In a draft report last month the steering group on the funding of second-level schools said that all such schools should receive a grant sufficient to pay for the equivalent of a half-time secretary and a full-time caretaker.
Supplementary per capita grants should be provided to schools with more than 150 students for secretarial services, and with more than 350 students for caretaker services.
According to a rough estimate from a technical working group, the proposed changes would lead to the equivalent of nearly 800 new full-time posts - 305 secretarial and 477 caretaker posts - at an annual cost of £10.3 million.
Under the present system, second-level schools are allocated an average of 0.81 secretaries and 0.69 caretakers.
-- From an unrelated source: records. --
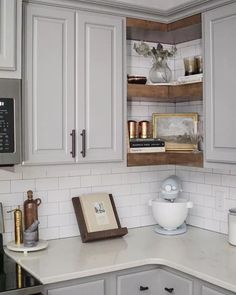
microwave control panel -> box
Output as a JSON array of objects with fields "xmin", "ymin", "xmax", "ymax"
[{"xmin": 0, "ymin": 98, "xmax": 14, "ymax": 153}]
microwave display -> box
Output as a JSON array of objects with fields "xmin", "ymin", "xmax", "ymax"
[{"xmin": 0, "ymin": 98, "xmax": 14, "ymax": 153}]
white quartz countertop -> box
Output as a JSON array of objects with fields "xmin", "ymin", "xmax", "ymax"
[{"xmin": 5, "ymin": 226, "xmax": 236, "ymax": 292}]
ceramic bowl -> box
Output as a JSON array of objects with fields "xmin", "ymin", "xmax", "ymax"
[{"xmin": 149, "ymin": 198, "xmax": 193, "ymax": 230}]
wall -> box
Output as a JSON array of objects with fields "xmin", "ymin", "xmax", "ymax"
[
  {"xmin": 128, "ymin": 38, "xmax": 236, "ymax": 235},
  {"xmin": 0, "ymin": 164, "xmax": 174, "ymax": 244},
  {"xmin": 1, "ymin": 38, "xmax": 235, "ymax": 245}
]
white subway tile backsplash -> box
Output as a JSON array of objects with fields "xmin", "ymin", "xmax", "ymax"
[
  {"xmin": 59, "ymin": 176, "xmax": 81, "ymax": 189},
  {"xmin": 59, "ymin": 201, "xmax": 74, "ymax": 214},
  {"xmin": 204, "ymin": 219, "xmax": 220, "ymax": 232},
  {"xmin": 122, "ymin": 173, "xmax": 141, "ymax": 184},
  {"xmin": 59, "ymin": 225, "xmax": 79, "ymax": 238},
  {"xmin": 101, "ymin": 174, "xmax": 123, "ymax": 186},
  {"xmin": 0, "ymin": 193, "xmax": 23, "ymax": 206},
  {"xmin": 131, "ymin": 183, "xmax": 150, "ymax": 194},
  {"xmin": 121, "ymin": 216, "xmax": 140, "ymax": 228},
  {"xmin": 36, "ymin": 178, "xmax": 58, "ymax": 191},
  {"xmin": 81, "ymin": 175, "xmax": 102, "ymax": 187},
  {"xmin": 11, "ymin": 179, "xmax": 35, "ymax": 193},
  {"xmin": 0, "ymin": 169, "xmax": 22, "ymax": 180},
  {"xmin": 40, "ymin": 227, "xmax": 60, "ymax": 240},
  {"xmin": 38, "ymin": 202, "xmax": 59, "ymax": 216},
  {"xmin": 0, "ymin": 181, "xmax": 10, "ymax": 195},
  {"xmin": 205, "ymin": 173, "xmax": 222, "ymax": 185},
  {"xmin": 196, "ymin": 183, "xmax": 212, "ymax": 196},
  {"xmin": 222, "ymin": 175, "xmax": 236, "ymax": 187},
  {"xmin": 70, "ymin": 187, "xmax": 92, "ymax": 198},
  {"xmin": 47, "ymin": 190, "xmax": 70, "ymax": 202},
  {"xmin": 182, "ymin": 181, "xmax": 197, "ymax": 193}
]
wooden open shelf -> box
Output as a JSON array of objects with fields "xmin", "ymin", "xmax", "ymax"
[
  {"xmin": 127, "ymin": 151, "xmax": 203, "ymax": 167},
  {"xmin": 127, "ymin": 82, "xmax": 203, "ymax": 103},
  {"xmin": 127, "ymin": 14, "xmax": 202, "ymax": 44}
]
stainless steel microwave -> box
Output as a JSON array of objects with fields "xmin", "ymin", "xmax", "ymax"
[{"xmin": 0, "ymin": 79, "xmax": 21, "ymax": 165}]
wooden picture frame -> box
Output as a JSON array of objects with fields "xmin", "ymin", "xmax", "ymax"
[
  {"xmin": 72, "ymin": 193, "xmax": 128, "ymax": 243},
  {"xmin": 152, "ymin": 113, "xmax": 198, "ymax": 151}
]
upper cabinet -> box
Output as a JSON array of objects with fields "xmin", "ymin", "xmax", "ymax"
[
  {"xmin": 76, "ymin": 12, "xmax": 124, "ymax": 163},
  {"xmin": 23, "ymin": 3, "xmax": 124, "ymax": 165},
  {"xmin": 23, "ymin": 4, "xmax": 76, "ymax": 164},
  {"xmin": 204, "ymin": 3, "xmax": 236, "ymax": 165},
  {"xmin": 0, "ymin": 0, "xmax": 22, "ymax": 78}
]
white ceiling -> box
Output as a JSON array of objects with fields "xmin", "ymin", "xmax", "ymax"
[{"xmin": 106, "ymin": 0, "xmax": 204, "ymax": 11}]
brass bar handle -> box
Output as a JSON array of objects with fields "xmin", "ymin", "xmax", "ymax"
[
  {"xmin": 80, "ymin": 129, "xmax": 86, "ymax": 158},
  {"xmin": 70, "ymin": 129, "xmax": 76, "ymax": 158}
]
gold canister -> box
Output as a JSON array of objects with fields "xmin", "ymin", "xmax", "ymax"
[
  {"xmin": 195, "ymin": 55, "xmax": 203, "ymax": 73},
  {"xmin": 8, "ymin": 206, "xmax": 23, "ymax": 245},
  {"xmin": 128, "ymin": 120, "xmax": 137, "ymax": 139},
  {"xmin": 184, "ymin": 56, "xmax": 197, "ymax": 76},
  {"xmin": 139, "ymin": 120, "xmax": 149, "ymax": 139}
]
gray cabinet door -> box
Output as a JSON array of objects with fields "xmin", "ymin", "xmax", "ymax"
[
  {"xmin": 117, "ymin": 269, "xmax": 159, "ymax": 295},
  {"xmin": 159, "ymin": 269, "xmax": 193, "ymax": 295},
  {"xmin": 23, "ymin": 4, "xmax": 76, "ymax": 164},
  {"xmin": 201, "ymin": 285, "xmax": 233, "ymax": 295},
  {"xmin": 204, "ymin": 3, "xmax": 236, "ymax": 164},
  {"xmin": 0, "ymin": 0, "xmax": 21, "ymax": 78},
  {"xmin": 76, "ymin": 11, "xmax": 124, "ymax": 163},
  {"xmin": 48, "ymin": 280, "xmax": 105, "ymax": 295}
]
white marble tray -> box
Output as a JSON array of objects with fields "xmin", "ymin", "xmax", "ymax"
[{"xmin": 7, "ymin": 239, "xmax": 48, "ymax": 254}]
The proposed changes would increase this to the equivalent of 1.21 secretaries and 1.32 caretakers.
Under the group's proposals, the schools themselves should be free to decide how they spend the funding on the two services, and also should be allowed to transfer savings they make in these areas to other areas.
The amount of grant paid should be determined by reference to the wage scales for equivalent staff in community and comprehensive and vocational schools.
Until now, secretaries and caretakers have been funded in different ways in different sectors: by a mixture of full salary grants from the Department and per capita grants based on pupil numbers in voluntary secondary schools; by a sliding scale of Department-funded salaries dependent on school size in community and comprehensive schools; and by the Department - within limits fixed by the Department of Finance and at the discretion of the VECs - in the vocational sector.
This has led to a range of anomalies and disparities between and within the different sectors, and has been the subject of longstanding complaints from both teacher unions and school management bodies.
The report says the nearly 2,000 part-time school workers from the FAS-run Community Employment Scheme, who provide "a significant input into non-teacher support for second-level schools" worth £13 million annually, "distort downwards the true cost of school administration". Many people taking advantage of the CES are long-term unemployed.
The report warns that because of economic growth and falling unemployment there may be some doubt as to whether the contribution of the CES to school administration can continue at present levels.